Jonathan has been an industrial mentor for the Surrey University Ion Beam Centre Steering Committee, European SPIRIT Programme (Support of Public and Industrial Research using Ion Beam Technology), and the “Amorphous Chalcogenide-Based Optoelectronic Platform for Next Generation Optoelectronic Technologies” with Surrey, Southampton and Cambridge Universities.

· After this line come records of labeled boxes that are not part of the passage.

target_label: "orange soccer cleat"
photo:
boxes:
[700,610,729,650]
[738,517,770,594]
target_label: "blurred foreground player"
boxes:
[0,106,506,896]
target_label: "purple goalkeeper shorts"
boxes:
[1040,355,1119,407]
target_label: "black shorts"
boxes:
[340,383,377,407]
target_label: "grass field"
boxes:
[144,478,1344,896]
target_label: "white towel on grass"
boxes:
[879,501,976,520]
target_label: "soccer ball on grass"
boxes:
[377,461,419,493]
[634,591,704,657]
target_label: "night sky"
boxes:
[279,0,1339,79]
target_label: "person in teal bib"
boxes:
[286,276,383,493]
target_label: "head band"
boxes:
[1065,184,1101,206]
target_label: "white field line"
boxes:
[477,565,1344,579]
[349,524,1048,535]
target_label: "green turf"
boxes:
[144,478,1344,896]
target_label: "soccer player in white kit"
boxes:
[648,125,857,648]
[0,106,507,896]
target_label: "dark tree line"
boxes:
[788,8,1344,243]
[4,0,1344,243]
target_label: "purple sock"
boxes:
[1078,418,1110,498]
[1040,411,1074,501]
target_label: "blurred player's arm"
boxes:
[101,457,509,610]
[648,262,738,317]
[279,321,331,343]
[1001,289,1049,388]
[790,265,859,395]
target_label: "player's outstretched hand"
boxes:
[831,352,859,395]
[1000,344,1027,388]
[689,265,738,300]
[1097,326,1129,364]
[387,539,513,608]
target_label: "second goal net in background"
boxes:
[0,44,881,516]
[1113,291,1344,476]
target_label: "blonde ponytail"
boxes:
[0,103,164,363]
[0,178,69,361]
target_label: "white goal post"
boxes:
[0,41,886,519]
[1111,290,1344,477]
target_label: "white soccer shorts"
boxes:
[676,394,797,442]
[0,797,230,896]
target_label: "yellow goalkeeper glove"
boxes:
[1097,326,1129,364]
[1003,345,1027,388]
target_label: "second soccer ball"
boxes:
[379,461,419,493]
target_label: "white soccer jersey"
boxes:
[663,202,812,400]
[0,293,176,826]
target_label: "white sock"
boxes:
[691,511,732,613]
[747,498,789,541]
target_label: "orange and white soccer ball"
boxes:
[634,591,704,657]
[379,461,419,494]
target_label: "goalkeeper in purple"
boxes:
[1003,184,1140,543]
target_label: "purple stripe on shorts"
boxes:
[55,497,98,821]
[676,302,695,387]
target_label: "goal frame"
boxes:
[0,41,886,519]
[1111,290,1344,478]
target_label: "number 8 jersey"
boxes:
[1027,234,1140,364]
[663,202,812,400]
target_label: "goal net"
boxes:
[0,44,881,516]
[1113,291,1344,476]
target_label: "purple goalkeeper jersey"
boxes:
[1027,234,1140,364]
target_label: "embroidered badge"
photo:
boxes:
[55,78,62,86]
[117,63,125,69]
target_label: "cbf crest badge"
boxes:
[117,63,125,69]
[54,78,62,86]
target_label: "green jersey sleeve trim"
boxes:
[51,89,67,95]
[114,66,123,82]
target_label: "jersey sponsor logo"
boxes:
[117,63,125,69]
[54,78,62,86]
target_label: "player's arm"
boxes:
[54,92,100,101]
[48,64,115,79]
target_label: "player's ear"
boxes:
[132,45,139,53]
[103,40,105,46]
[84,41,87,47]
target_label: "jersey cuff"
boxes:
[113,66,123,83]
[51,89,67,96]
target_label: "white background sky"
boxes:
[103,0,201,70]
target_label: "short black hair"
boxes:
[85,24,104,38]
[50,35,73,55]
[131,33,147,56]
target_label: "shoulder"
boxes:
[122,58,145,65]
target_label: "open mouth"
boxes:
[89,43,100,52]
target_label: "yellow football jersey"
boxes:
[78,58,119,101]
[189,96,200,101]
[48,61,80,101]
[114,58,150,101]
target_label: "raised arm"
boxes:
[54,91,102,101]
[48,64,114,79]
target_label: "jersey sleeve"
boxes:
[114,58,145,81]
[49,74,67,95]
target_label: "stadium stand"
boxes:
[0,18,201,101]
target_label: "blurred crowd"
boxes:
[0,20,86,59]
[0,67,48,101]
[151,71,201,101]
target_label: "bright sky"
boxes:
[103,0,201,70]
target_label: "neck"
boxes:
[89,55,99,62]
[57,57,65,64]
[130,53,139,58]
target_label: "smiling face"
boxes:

After obtaining his degrees in physics and nuclear physics at the University of Manchester, Jonathan spent his early career working with ion beams in isotope mass spectrometry at Vacuum Generators and then Columbia University.
Professor Roger Webb
Roger joined the Department in 1983 as a Research Fellow with the SRC (as it was then - interesting how the EPSRC has gained letters over the years) Surrey Ion Beam Centre. He was employed to look after the computing facilities associated with the research group - a single pdp11, about half of the computer "power" in the department in those days.
Before this he had spent 3 years as a post doc at the Naval Postgraduate School in Monterey California, making Molecular Dynamics Studies and Computer Animations, which is still the main area of his research activities. He did his PhD work in the Electronic & Electrical
Engineering Department of the University of Salford, on the Mathematical Modelling of Atomic Collisions in Solids.
He was made a Lecturer in the Department in 1986, promoted to Senior Lecturer in 1993 and then to Reader in 1997, reaching the dizzy heights of Professor of Ion Beam Physics in 2002. He is the current Director of the Surrey Ion Beam Centre.
He has performed research at Penn State College and the Chinese University of Hong Kong.